Yukon hospitals unaffected by Dowland receivership

Dowland’s bank, the Royal Bank of Canada, filed a complaint in Alberta’s Court of Queen’s Bench on May 21, and Dowland has since been ordered to turn over all of its assets and property to an appointed receiver.

Dowland Contracting is in receivership and has filed for protection from its creditors.

Dowland’s bank, the Royal Bank of Canada, filed a complaint in Alberta’s Court of Queen’s Bench on May 21, and Dowland has since been ordered to turn over all of its assets and property to an appointed receiver.

This latest development in Dowland’s downfall won’t further affect the Yukon Hospital Corporation’s two new buildings.

Hospital Corporation CEO Jason Bilsky said that the corporation’s lawyers were able to secure an exemption from the bonding company that has taken over Dowland’s jobs in Watson Lake and Dawson City.

The Yukon Hospital Corporation’s two new hospitals won’t be encumbered by Dowland’s receivership, Bilsky said, adding that work will continue as planned.
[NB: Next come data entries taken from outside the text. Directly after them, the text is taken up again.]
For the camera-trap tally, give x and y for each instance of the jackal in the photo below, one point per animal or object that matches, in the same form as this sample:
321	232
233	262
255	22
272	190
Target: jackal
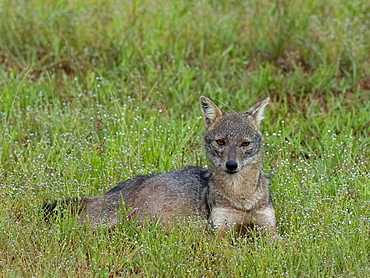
235	191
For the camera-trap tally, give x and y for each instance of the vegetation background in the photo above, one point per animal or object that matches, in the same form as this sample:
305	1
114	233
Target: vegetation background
94	92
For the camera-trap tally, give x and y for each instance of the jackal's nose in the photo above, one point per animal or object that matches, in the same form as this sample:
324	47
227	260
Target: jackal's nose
231	165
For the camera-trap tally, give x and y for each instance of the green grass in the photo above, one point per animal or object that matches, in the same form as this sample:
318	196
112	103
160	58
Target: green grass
94	92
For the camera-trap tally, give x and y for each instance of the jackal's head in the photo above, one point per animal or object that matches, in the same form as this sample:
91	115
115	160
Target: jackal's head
233	140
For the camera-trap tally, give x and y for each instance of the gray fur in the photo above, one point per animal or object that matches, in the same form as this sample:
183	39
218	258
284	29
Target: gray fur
234	192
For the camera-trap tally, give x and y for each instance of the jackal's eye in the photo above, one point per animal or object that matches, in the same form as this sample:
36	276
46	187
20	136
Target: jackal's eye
220	142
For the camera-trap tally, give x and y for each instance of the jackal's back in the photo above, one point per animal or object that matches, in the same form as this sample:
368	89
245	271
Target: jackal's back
162	196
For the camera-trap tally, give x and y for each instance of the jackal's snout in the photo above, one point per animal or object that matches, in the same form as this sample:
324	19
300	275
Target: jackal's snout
231	166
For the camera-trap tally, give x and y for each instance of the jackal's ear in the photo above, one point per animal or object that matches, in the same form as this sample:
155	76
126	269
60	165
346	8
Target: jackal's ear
256	110
210	111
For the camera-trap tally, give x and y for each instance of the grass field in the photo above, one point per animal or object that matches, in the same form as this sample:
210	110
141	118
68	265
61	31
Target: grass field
94	92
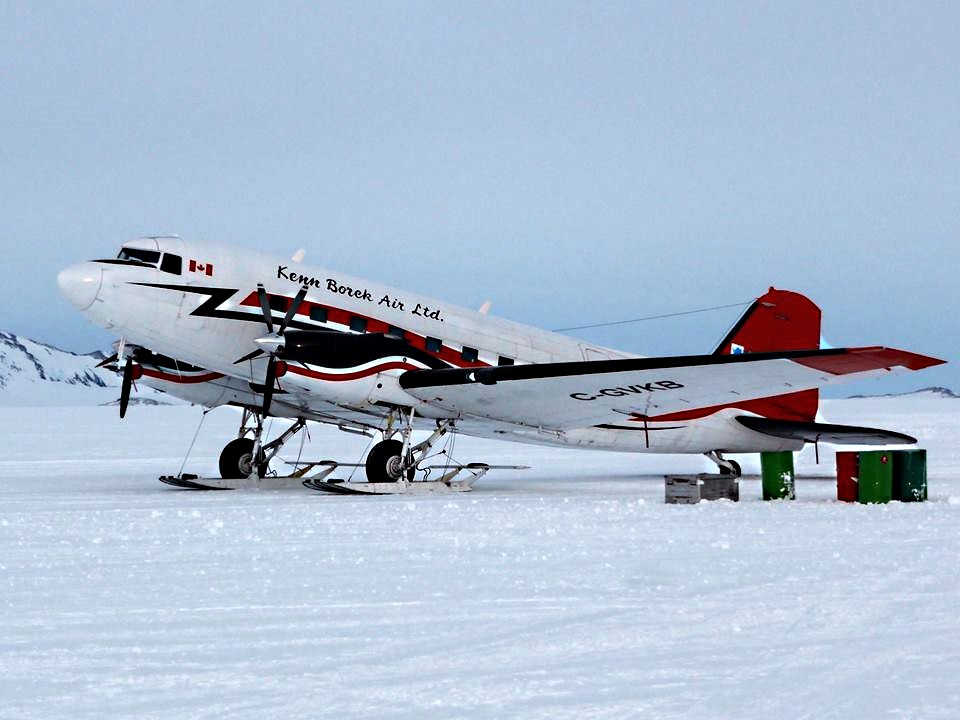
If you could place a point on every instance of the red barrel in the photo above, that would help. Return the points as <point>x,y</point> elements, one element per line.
<point>848,471</point>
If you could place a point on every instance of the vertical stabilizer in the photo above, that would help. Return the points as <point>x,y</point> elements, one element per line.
<point>778,320</point>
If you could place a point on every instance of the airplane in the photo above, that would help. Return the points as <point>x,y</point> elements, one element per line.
<point>217,325</point>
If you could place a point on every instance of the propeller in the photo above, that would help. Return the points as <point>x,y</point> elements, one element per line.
<point>125,386</point>
<point>272,343</point>
<point>131,372</point>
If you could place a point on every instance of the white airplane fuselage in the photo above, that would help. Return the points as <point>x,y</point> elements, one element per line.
<point>207,315</point>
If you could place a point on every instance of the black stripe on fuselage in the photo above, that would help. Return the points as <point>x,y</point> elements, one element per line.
<point>639,428</point>
<point>345,349</point>
<point>491,375</point>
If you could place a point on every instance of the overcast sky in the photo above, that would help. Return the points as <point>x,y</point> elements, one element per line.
<point>573,163</point>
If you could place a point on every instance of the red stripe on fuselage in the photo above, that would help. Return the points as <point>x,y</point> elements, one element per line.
<point>356,375</point>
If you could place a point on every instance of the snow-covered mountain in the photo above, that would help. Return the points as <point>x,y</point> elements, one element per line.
<point>34,373</point>
<point>928,392</point>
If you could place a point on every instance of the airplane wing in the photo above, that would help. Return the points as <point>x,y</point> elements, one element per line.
<point>580,394</point>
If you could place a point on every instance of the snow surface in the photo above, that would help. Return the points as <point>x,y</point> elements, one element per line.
<point>566,591</point>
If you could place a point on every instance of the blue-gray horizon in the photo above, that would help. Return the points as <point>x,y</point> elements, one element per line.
<point>574,164</point>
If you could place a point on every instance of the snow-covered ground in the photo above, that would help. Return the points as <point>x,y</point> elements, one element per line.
<point>569,590</point>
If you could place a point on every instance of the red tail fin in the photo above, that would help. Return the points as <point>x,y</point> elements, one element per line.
<point>778,320</point>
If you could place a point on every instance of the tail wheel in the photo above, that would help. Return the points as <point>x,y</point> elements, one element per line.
<point>236,460</point>
<point>385,462</point>
<point>733,468</point>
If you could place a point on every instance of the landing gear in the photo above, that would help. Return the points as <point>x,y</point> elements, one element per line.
<point>385,462</point>
<point>730,468</point>
<point>237,459</point>
<point>392,460</point>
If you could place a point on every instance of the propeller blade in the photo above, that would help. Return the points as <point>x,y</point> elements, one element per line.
<point>125,387</point>
<point>249,356</point>
<point>292,310</point>
<point>265,306</point>
<point>268,385</point>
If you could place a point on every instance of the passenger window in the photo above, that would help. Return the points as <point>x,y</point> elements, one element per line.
<point>172,264</point>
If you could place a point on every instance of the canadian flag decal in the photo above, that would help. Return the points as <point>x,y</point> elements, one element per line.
<point>205,268</point>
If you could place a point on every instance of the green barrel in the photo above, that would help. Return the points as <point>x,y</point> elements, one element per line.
<point>909,475</point>
<point>876,476</point>
<point>776,470</point>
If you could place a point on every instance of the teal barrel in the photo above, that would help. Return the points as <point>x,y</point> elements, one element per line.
<point>776,471</point>
<point>909,475</point>
<point>876,476</point>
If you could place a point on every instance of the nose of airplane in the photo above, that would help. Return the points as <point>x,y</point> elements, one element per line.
<point>80,284</point>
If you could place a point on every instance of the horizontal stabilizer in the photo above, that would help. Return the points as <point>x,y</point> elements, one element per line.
<point>584,393</point>
<point>823,432</point>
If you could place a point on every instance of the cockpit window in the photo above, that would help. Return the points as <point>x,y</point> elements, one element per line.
<point>142,257</point>
<point>171,263</point>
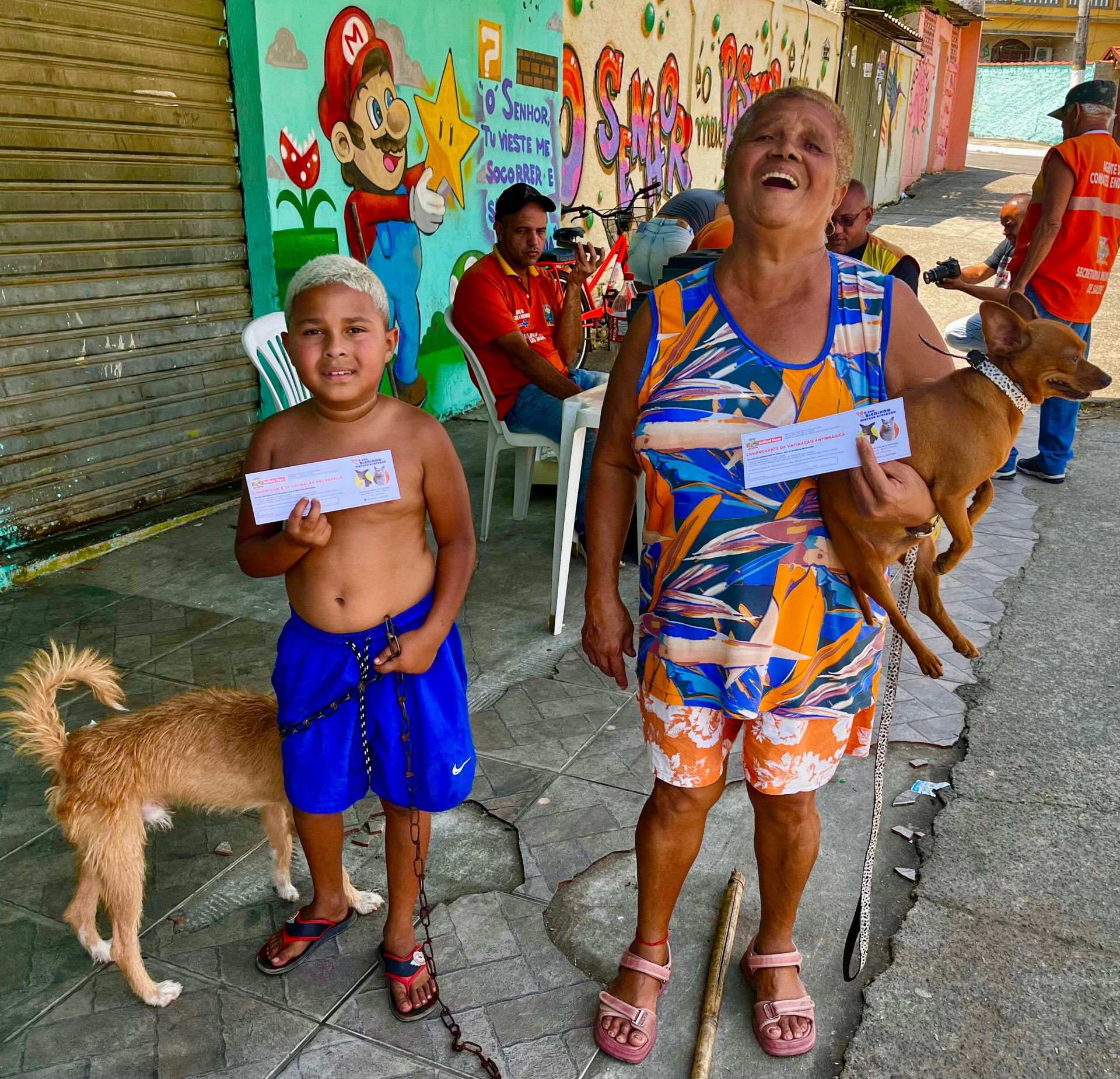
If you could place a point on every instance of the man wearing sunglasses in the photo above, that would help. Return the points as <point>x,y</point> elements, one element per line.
<point>848,236</point>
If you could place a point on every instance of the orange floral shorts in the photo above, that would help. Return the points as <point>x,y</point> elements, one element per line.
<point>785,751</point>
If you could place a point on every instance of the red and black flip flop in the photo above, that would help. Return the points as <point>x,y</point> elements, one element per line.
<point>407,972</point>
<point>298,928</point>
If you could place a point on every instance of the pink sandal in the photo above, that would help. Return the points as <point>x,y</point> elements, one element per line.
<point>766,1013</point>
<point>639,1018</point>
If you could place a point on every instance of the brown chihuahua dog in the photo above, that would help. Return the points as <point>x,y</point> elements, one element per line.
<point>963,428</point>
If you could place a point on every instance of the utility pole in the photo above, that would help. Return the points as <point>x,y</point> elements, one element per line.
<point>1080,44</point>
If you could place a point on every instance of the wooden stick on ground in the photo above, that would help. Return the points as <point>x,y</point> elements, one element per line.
<point>717,975</point>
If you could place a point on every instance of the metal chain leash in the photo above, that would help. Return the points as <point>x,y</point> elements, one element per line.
<point>366,677</point>
<point>860,930</point>
<point>418,865</point>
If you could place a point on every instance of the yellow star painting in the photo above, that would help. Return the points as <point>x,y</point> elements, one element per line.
<point>449,136</point>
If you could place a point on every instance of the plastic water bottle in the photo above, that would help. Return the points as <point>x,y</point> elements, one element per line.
<point>620,314</point>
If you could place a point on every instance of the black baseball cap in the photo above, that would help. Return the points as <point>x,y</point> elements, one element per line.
<point>520,195</point>
<point>1096,92</point>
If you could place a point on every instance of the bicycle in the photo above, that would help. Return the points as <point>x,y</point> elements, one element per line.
<point>616,224</point>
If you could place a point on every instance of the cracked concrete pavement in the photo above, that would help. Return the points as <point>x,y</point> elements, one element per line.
<point>534,877</point>
<point>1009,964</point>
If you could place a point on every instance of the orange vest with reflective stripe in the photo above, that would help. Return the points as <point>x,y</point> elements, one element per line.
<point>1072,280</point>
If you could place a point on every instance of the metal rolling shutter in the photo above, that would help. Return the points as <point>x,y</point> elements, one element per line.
<point>124,280</point>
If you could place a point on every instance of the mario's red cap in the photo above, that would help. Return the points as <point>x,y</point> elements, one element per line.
<point>350,40</point>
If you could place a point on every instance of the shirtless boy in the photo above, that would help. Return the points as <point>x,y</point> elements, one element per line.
<point>345,573</point>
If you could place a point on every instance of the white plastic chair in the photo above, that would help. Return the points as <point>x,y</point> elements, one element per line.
<point>500,438</point>
<point>261,342</point>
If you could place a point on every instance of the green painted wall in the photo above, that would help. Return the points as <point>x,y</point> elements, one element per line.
<point>1012,101</point>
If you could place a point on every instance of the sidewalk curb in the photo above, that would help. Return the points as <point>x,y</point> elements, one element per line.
<point>10,576</point>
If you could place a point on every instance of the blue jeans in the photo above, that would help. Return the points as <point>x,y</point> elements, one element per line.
<point>1058,421</point>
<point>538,411</point>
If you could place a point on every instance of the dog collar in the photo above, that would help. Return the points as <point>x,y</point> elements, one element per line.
<point>981,364</point>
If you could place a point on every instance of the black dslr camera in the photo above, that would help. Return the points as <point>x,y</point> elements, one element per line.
<point>942,271</point>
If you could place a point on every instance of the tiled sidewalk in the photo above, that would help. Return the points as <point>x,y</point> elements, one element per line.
<point>561,780</point>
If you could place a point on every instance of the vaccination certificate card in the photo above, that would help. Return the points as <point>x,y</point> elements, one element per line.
<point>824,445</point>
<point>338,484</point>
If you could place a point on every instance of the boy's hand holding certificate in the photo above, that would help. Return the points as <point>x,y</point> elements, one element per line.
<point>338,484</point>
<point>824,445</point>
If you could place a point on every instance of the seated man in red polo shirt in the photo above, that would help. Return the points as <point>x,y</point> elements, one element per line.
<point>522,326</point>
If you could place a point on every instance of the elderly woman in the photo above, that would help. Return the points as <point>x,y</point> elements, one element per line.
<point>747,620</point>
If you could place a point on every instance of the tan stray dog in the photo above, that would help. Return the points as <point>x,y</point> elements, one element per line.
<point>961,428</point>
<point>211,749</point>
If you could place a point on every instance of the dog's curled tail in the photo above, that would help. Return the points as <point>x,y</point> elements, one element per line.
<point>35,722</point>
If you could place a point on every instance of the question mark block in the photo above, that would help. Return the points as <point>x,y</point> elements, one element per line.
<point>490,50</point>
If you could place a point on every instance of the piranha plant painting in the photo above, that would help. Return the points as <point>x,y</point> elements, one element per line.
<point>292,248</point>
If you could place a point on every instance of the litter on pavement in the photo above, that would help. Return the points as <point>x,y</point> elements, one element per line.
<point>924,787</point>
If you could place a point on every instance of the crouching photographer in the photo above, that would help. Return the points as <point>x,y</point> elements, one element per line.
<point>966,333</point>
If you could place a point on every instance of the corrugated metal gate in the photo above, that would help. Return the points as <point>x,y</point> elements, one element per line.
<point>862,73</point>
<point>124,281</point>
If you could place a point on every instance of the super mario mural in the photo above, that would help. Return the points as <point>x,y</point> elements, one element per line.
<point>393,153</point>
<point>368,124</point>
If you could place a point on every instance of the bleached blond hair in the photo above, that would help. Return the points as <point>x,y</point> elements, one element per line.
<point>337,269</point>
<point>845,147</point>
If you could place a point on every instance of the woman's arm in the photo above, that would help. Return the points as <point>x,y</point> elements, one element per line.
<point>909,360</point>
<point>448,504</point>
<point>608,631</point>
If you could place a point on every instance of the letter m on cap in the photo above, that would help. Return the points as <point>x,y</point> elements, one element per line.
<point>355,34</point>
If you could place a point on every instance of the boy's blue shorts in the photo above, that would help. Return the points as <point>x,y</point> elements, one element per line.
<point>324,770</point>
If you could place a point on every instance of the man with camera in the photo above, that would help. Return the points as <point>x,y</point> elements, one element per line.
<point>847,235</point>
<point>1066,247</point>
<point>965,334</point>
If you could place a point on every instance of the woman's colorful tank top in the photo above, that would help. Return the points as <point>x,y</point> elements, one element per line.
<point>744,605</point>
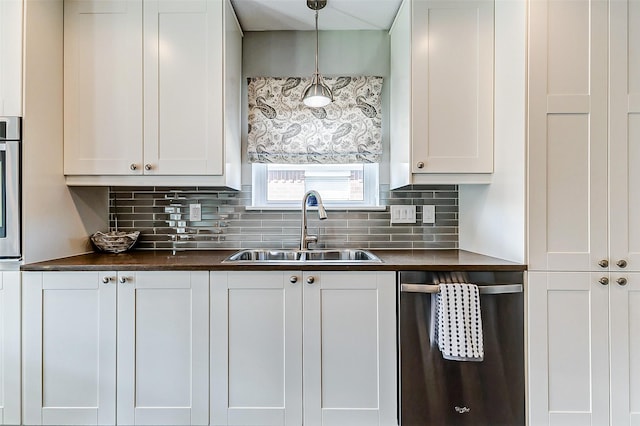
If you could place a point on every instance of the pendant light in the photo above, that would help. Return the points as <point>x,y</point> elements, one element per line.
<point>317,94</point>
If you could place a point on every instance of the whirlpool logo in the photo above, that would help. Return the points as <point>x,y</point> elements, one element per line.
<point>462,410</point>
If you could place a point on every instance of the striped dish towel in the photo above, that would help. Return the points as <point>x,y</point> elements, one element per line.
<point>459,323</point>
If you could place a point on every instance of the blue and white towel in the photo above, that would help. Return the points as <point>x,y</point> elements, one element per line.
<point>459,322</point>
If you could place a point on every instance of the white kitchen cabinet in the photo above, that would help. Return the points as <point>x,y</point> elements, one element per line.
<point>568,349</point>
<point>11,58</point>
<point>584,123</point>
<point>10,347</point>
<point>171,113</point>
<point>313,348</point>
<point>584,200</point>
<point>116,348</point>
<point>583,334</point>
<point>442,60</point>
<point>103,87</point>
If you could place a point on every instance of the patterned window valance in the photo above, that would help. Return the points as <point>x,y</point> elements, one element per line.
<point>283,130</point>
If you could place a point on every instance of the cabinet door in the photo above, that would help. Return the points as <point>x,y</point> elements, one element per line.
<point>163,343</point>
<point>256,348</point>
<point>568,134</point>
<point>103,87</point>
<point>183,80</point>
<point>624,133</point>
<point>69,348</point>
<point>625,349</point>
<point>452,86</point>
<point>568,349</point>
<point>10,347</point>
<point>349,348</point>
<point>11,58</point>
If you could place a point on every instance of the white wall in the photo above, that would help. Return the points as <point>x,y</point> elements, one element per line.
<point>292,54</point>
<point>493,217</point>
<point>56,220</point>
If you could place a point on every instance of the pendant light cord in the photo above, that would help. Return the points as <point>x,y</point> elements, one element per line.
<point>317,48</point>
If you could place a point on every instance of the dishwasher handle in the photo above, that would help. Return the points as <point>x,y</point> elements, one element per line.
<point>483,289</point>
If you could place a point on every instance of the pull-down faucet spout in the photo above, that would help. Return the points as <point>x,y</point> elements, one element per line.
<point>305,238</point>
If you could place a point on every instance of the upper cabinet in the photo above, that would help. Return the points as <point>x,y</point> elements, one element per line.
<point>152,93</point>
<point>11,58</point>
<point>442,61</point>
<point>584,125</point>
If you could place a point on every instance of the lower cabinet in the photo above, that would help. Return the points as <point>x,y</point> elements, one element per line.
<point>116,348</point>
<point>10,347</point>
<point>584,348</point>
<point>312,348</point>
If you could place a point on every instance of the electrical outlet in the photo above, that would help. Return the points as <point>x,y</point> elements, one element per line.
<point>403,214</point>
<point>195,212</point>
<point>429,214</point>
The projects are still on track for their expected delivery dates of July for the Watson Lake hospital and sometime this fall for Dawson City.

“There’s no question that it’s a messy situation, and we wish it hadn’t happened, but it did and we have to deal with it,” he said.

Both hospital jobs still have subcontractor liens against them, but Bilsky said he is confident that the bonding company, Intact Insurance, will take care of them and deliver the new buildings lien free as promised.

But Dowland’s troubles are affecting another Yukon project. The Selkirk Pump House in Whitehorse was supposed to be finished this March. Dowland has defaulted on that job as well, and a bonding company has been brought in, said Mike Gau, Whitehorse’s director of development services.

“There are two parts of that project,” Gau said. “Norcope is working on excavation and pipe work around the site, and that is unaffected. The part that Dowland was working on (the pump house itself) is about 85 per cent done,” Gau said.

“There is a bonding company that’s working on it and we’re working with them. We’re working with them and trying to get answers on that same question, to finish the project. Our focus is on finishing the project as quickly as possible,” he said.

The pump house job is on hold right now while the city and the bonding company figure out a solution, and Gau couldn’t say when the delays will end.

“They are working on sorting it out and finding solutions. It’s a work in progress right now,” Gau said.

The pump house project’s total budget was $5 million.

Dowland has defaulted on jobs across the country, including a $36-million hospital renovation in Iqaluit, and a massive hydroelectric project in Terrace, B.C. Sources inside the company said that Dowland was planning to file for bankruptcy almost a month ago.

Emails obtained by the News from the vice-president of Dowland’s industrial branch show that the company was struggling to pay its staff, and had in fact removed money from its employees’ bank accounts.

“From what I understand the bank still won’t release the payroll so Patrick (McGuinness, Dowland’s president and CEO) is saying we are done.

“I believe they are filing tomorrow,” reads an email from April 30.

Dowland’s Whitehorse offices have been emptied, and former staff members say the company’s Kamloops and Edmonton locations have been gutted as well.

McGuinness has never returned calls for comment, and no one from Dowland has offered an official statement at any point in the company’s implosion.